The city is burning/
The ocean is
turning/
Our only chance is the lighthouse/
It was Ted Sprague. Ted Sprague was walking into the White House.
As soon as Peter could electrify his heart back to life, he had only one thought, flashing neon in his mind in fifty-foot letters: STOP TED SPRAGUE. He began struggling as he hadn't before, trying to pull away from the policemen, who immediately jumped back in guarded startlement as they remembered the footage they'd seen on the news. He could feel their guns on him, and the red flickering dots of sniper sights from a distance, and in hopelessness and desperation he even tried appealing to his brother.
"Nathan!" he yelled. "Nathan, let me go, you don't understand—"
"I understand as much as I want to, Pete," Nathan said coolly, arms crossed and blending perfectly with the backdrop of marble and history as if he were born for photo ops, pictures in textbooks and under headlines. Politician. Future President. I belong here. Vote Petrelli.
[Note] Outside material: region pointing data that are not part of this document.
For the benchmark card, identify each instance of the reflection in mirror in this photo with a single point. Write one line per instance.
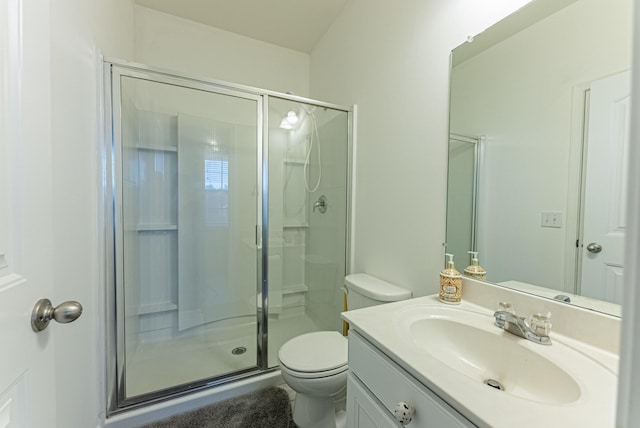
(539, 118)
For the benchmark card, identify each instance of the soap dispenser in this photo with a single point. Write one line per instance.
(474, 270)
(450, 283)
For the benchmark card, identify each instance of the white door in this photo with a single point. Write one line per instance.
(27, 396)
(605, 188)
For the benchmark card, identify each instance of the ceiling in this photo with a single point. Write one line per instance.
(293, 24)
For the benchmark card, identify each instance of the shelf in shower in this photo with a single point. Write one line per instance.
(156, 227)
(157, 148)
(154, 308)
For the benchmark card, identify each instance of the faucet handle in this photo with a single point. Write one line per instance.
(541, 324)
(506, 307)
"No," Peter said furiously. "You don't—Ted Sprague, Nathan, he's—"
"I know, Peter," Nathan said sharply. "You think you have to save the world, I get it. Well, guess what—you don't. The sun's going to come up tomorrow without you carrying it, okay? Get over yourself."
Peter gave an angry half-snarl in response, too frantic to argue semantics with Nathan. He wanted to explode, to burst all to hell and go after Ted, but he kept remembering scenes in comic books when the hero did impressive things like that—even as a child, he'd wondered about the collateral damage, about whose car it was that the superhero had thrown, and who it had landed on. The people he loved were pinning him back from that kind of display, surrounding him like cardboard 'Innocent Bystander' cutouts at a shooting range.
He took a deep breath and tried precision. With a focused flick of his mind, he caught hold of what he wanted, pulling out a 'file card' and using it like a razor, melting away the links of his handcuffs. Then, before anyone could notice his new freedom, he gave a controlled shove out from himself, pushing the officers against their cars. He grabbed a gun from one of them and took one last glance back—trust-me looks for Katie and Claire, an angry look for Nathan—then sprinted for Ground Zero.
He didn't hear the yells behind him, concentrated down to destiny-driven autopilot as he skidded into the building. On some vague inspiration, he paused an instant to shift into the form of Nathan, perfect camouflage for this jungle of marble and white. People looked at him with startled alarm as he raced past them and through them, interrupted at their leisurely touring by an apparent madman with a gun. Peter barely registered them, shoved them out of the way without a thought in his drive to the center of the building.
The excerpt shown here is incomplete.